Der Versicherungsexperte kritisiert: «Die Groupe Mutuel hat ohne weiteres die Möglichkeit, einen Vertrag abzulehnen, einen Vorbehalt zu machen oder jemanden vorbehaltlos zu versichern. Und in diesem Fall ist es nicht nachvollziehbar, weshalb man noch zusätzlich eine Karenzfrist einbaut. Das kennt man so im Markt nicht.»

Ursenbacher vermutet, dass es um etwas anderes geht: «Die Versicherung kann so ein Jahr lang Prämien einnehmen, ohne Leistungen zu erbringen.»

Informationen nur in den Besonderen Bedingungen

Ein Blick ins Internet zeigt: Hinweise zur Karenzfrist fehlen beim Prospekt zur Spitalzusatzversicherung «Hopital Seniôr».

Yves Seydoux weist den Vorwurf, die Groupe Mutuel hätte ungenügend informiert, jedoch zurück. Die Versicherten bekämen, das Kleingedruckte, also die Besonderen Bedingungen zugeschickt und da stehe die Information zur Karenzfrist. Er betont, die Kunden hätten eine Eigenverantwortung und sie hätten die Pflicht die Allgemeinen Bedingungen zu lesen. Das Beratungsgespräch sei nur ein Teil der Information.

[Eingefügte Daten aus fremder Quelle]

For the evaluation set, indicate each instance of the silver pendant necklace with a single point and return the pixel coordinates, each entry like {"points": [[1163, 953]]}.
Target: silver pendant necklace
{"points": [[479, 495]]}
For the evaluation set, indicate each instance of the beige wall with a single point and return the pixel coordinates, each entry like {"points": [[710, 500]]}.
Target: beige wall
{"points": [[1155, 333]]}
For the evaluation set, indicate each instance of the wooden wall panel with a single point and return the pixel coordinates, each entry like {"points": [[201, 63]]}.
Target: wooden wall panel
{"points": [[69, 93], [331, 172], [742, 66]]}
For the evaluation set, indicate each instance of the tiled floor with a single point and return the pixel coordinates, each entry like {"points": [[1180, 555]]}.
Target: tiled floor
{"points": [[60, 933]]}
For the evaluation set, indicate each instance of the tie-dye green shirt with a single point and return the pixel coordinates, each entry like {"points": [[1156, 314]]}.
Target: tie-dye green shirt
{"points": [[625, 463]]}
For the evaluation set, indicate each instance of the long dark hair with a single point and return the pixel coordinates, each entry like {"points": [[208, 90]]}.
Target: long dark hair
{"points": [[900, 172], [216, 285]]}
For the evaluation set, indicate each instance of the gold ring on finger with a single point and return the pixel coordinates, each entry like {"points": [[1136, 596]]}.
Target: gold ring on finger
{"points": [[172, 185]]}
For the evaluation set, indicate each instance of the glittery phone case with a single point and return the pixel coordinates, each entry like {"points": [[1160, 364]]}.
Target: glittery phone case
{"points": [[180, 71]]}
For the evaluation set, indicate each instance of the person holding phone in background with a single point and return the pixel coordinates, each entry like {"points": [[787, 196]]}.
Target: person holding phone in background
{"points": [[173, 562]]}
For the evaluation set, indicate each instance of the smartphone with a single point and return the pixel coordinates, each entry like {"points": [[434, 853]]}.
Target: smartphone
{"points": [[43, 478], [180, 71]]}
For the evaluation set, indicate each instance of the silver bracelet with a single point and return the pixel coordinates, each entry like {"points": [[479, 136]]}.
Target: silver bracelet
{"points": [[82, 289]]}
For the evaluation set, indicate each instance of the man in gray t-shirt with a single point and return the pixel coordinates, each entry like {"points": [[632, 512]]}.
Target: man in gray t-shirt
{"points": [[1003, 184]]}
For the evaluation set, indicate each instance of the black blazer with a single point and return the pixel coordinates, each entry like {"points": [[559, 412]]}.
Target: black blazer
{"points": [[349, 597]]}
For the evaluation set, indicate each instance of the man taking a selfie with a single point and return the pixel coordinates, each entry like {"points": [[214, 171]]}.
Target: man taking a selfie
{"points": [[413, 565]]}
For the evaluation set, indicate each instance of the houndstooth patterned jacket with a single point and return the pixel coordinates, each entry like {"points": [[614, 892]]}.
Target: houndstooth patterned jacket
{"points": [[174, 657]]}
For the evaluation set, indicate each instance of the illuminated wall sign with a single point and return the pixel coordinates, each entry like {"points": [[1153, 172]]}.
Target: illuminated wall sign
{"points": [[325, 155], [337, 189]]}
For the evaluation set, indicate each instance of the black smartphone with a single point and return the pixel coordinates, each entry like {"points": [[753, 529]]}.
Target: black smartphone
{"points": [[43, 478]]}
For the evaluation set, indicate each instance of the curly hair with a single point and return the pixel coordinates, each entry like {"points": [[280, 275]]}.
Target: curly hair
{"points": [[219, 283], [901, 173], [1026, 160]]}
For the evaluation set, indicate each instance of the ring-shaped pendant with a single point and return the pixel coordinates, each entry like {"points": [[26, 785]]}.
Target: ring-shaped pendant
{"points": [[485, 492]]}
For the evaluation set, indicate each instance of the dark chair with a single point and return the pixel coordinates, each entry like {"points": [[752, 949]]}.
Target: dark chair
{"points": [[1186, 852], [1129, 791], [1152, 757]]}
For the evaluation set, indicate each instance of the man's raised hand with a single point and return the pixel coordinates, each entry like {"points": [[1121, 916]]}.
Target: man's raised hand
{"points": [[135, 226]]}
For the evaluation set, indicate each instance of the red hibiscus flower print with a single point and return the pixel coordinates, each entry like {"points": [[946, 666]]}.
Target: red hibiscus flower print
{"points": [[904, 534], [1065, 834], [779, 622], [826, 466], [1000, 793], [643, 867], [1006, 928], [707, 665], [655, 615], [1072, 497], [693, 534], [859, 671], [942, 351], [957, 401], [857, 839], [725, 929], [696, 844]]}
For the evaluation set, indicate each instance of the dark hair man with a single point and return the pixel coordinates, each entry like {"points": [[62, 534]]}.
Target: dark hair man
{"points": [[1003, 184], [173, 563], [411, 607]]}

Der Groupe Mutuel-Sprecher erklärt: «Alle Dokumente, die wir den Leuten geschickt haben, weisen darauf hin, dass sie zu dem speziellen Element informiert wurden. Natürlich, war ich beim Gespräch nicht dabei. Aber kann mir nicht vorstellen, dass der Verkäufer das nicht sagte.»

Max und Ingrid Wyss versichern, dass der Berater sie nie auf die besondere Klausel bei der Zusatzversicherung hingewiesen hat. Sonst hätten sie die Versicherung nicht abgeschlossen.

Spezielle Vertragsinhalte sollten separat festgehalten werden

Rudolf Luginbühl, Ombudsman der Krankenversicherungen sagt, Berater müssten über so wichtige Einschränkungen informieren. Für ihn ist klar: «Eine ideale Lösung ist, wenn ein solch spezieller Vertragsinhalt auf einem Zusatzpapier festgehalten wird und man dieses unterschreiben lässt. Der Kunde muss ja sowieso diversere Papiere unterschreiben.

Ingrid und Max Wyss fühlen sich getäuscht. Sie haben sich auf den Versicherungsberater verlassen und bezahlen in diesem Jahr über 2500 Franken Prämien für null Leistung.